Pretty Interesting stuff I have also been following this over the few weeks having served in Korea for a few years I like keep up with the news there..


----------



## dannydefense (Oct 9, 2013)

Kim has a younger sister? What's her name? Ken?


----------



## TG (Jul 28, 2014)

Kim Yo Jong, she's youngest of 7 children, educated is Switzerland. Kim Jong Un has been missing for 5 weeks now.


----------



## SARGE7402 (Nov 18, 2012)

Korean news agencies have been carrying the story for quite some time. Seems like they just sent a delegation to south korea earlier this week and the number two guy in leadership was heading it up.

And don't count out the uncles and his other siblings.


----------



## SARGE7402 (Nov 18, 2012)

nice family


----------



## Camel923 (Aug 13, 2014)

Now if the rest of the commie bastards would disappear here and there.


----------



## Hemi45 (May 5, 2014)

Maybe a hawk flew off with the little bastard.


----------



## bigwheel (Sep 22, 2014)

Maybe he ran off and married the basketball player.


----------



## oddapple (Dec 9, 2013)

bigwheel said:


> Maybe he ran off and married the basketball player.










"Guess what?"
(Anybody know where "guess what" Dennis is btw?)


----------



## Sharkbait (Feb 9, 2014)

bigwheel said:


> Maybe he ran off and married the basketball player.


That would explain why Kim was limping the last time he was seen in public.


----------



## Smitty901 (Nov 16, 2012)

Missing 5 weeks in NK means you are dead most of the time


----------



## oddapple (Dec 9, 2013)

Pfffft! Digested.
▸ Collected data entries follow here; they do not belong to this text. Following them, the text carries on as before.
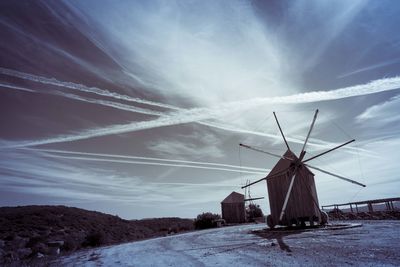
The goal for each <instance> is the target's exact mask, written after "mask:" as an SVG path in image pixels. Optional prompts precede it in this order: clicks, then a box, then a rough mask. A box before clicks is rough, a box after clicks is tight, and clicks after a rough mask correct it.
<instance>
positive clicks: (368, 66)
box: [338, 58, 400, 78]
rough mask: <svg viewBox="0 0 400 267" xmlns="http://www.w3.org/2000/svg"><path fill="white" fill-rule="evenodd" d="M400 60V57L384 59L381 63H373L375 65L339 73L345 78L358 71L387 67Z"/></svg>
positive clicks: (343, 77) (341, 76) (395, 63)
mask: <svg viewBox="0 0 400 267" xmlns="http://www.w3.org/2000/svg"><path fill="white" fill-rule="evenodd" d="M399 62H400V58H395V59H391V60H386V61H383V62H380V63H377V64H373V65H370V66H367V67H363V68H360V69H357V70H354V71H351V72H348V73H345V74H342V75H339V76H338V78H345V77H348V76H351V75H354V74H358V73H361V72H364V71H370V70H374V69H378V68H382V67H386V66H389V65H392V64H396V63H399Z"/></svg>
Pooped on in the rice paddy...


----------



## TG (Jul 28, 2014)

Looks like Kim was again a no show at a huge event today, but the rumour is that he's still very much alive and in power, but suffering from a leg injury due to obesity..


----------



## CWOLDOJAX (Sep 5, 2013)

If the sister did take over, I hope she lets the generals keep their super Mario hats.


----------